BY TONY HUNT
LONDON - One hundred people attended the grand re- opening of the London Pathfinder bookshop here November 11. The store was recently repaired and redecorated after extensive flood damage eight months ago.
Cuban artist José Delarra, a founding member of the Union of Writers and Artists of Cuba, was a special guest at the event. He gave a lively presentation and answered questions on his work and on the place of art and culture in the Cuban revolutionary process. On display in the bookstore, where they will remain for two weeks for public viewing, were some of Delarra's paintings. Participants at the re-opening were able to meet the artist personally and discuss his work.
The event raised 600 ($930) for the bookshop reconstruction fund.
Railway track worker Shellia Kennedy, who recently attended the United Nations forum on women's rights in Beijing, China, chaired the meeting.
Car worker Ian Grant, who led the reconstruction project, opened the program. Since the flooding last April, he said, the bookshop had remained open thanks to the voluntary efforts of supporters to clear away the debris and salvage the stock. "Hundreds of hours have been spent in wrangles with insurance companies, planning improvements, and implementing the refurbishment," Grant stated. "The strength and power of volunteer labor as championed by Che Guevara and practiced in Cuba was the driving force behind this effort."
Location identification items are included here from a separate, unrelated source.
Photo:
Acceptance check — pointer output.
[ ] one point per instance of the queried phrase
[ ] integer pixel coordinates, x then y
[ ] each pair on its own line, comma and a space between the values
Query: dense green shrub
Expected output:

Sandy Jeffrey, one of several Cuba Solidarity Campaign activists at the meeting, described how one Friday she had attended a Militant Labor Forum at the Pathfinder bookshop to hear an eyewitness report on the women's rights meeting in Beijing, which Kennedy presented. Inspired, Jeffrey signed up for the reconstruction effort. She joined several others from different countries.
"We valued collective, not individual, achievement," she told the grand re-opening. "We worked to high quality standards and there was no such thing as `women's work' or `men's work.' "
Delarra closed the program. The most important event in his life as an artist, Delarra said, was the revolution in 1959 that overthrew the tyranny of Fulgencio Batista. The revolutionary government's measures paved the way for a growth in art and culture. National institutes for each art form, schools of fine art in each province, and yearly international cultural festivals were created, "which continue today despite the economic difficulties."
The literacy campaign in the early days of the revolution, the Cuban artist said, and the growing access to education for working people were at the heart of this progress. "Before the revolution there were 17,000 university students," he stated. "Today there are 200,000." It is these revolutionary conquests, Delarra said, that have opened the way for the "hundreds of Cuban artists around the world who are leaving the imprint of our art and culture."